Illustration: Matt Collins
It was a great experience packed full of learning and growth, and it made me reflect on how my 15 years of practice led me to this point.
It all started in Claredon, Texas, with the wonderful Dr. Chuck Deyhle. The 68-year-old was my mentor, complete with 40 years of practice experience. I was fresh out of school and able to recite the mechanism of action of almost any pharmaceutical in existence, and I was about to be taught by a man that declared that upon graduation, a well-equipped veterinarian had a lariat rope and a bottle of topical sulfa drugs.
In veterinary school, we would put on scrubs, sterile gloves, cap, mask, gown, surgical covers on our shoes and then scrub for six minutes prior to anything that even looked like it might turn into a surgery. In Claredon, you knew a serious surgery was about to take place if Dr. Deyhle stripped down to his undershirt.
Academia is furnished with every possible new diagnostic doo-dad, and they are used to their fullest potential. We would spend hours running diagnostic tests and interpreting them. In Claredon, we still had a one-hole microscope, dipped our X-rays the old-fashioned way and never even considered an ultrasound machine.

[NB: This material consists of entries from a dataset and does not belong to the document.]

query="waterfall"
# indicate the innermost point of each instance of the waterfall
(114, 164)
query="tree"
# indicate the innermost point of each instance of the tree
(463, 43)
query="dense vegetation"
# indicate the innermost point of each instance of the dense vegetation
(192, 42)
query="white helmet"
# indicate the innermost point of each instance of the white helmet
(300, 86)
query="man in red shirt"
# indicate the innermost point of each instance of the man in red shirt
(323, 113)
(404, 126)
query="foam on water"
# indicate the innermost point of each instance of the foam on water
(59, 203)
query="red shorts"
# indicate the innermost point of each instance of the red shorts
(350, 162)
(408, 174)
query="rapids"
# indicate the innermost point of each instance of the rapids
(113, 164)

Where do you think I learned the most? I can remember thinking that I must have stepped back into the caveman days for the first few months in Claredon. How in the world was I going to be able to practice good medicine if I didn't have all those toys? But somehow, we muddled through, and by the time my two-year stint in Claredon was over, I had learned the other side of practicing veterinary medicine ... the art.
My last day in Claredon was spent with Dr. Deyhle at a feedyard. This entailed a two-hour drive, which gave me some time to talk to him a bit before I departed. I was his biggest fan by now, and I was ready to get a few more nuggets of knowledge from him.
I asked him specifically to tell me any last bits of wisdom that I would need when I ventured off on my own. As soon as we got back to the clinic, I wrote them down. He said Bo:
- Never deodorize a skunk.
- Always leave a small crawl hole when dealing with clients.
- Practice for a good reason.
- Above all, do no harm.
- Spend time with people.
- The only difference between humor and tragedy is who it happens to.
- Learn to laugh at yourself, and don't ever take yourself too seriously.
- Perception is reality when it comes to clients.
- Count your successes and don't dwell on your failures.
- Persist in the face of failure.
- Avoid professional menopause.
- You can always spot pioneers because they will have arrows in their fannies.
- Look for the obvious; if you find something else, they will name it after you.
I still have the faded restaurant receipt I used to write those thoughts on, and even though those words seem geared toward humor, they are very true and packed with meaning that makes more sense with every year I practice.
I'm hopeful that 15 years of practice and study have qualified me to make animals happy. I received a nice diploma for the test I passed in Chicago. It says I fulfilled all the requirements set forth to be called an equine specialist.
All I got from my study in Claredon was an old restaurant receipt with a few sentences scribbled on the back. I often wonder which one taught me more.
Dr. Brock owns the Brock Veterinary Clinic in Lamesa, Texas.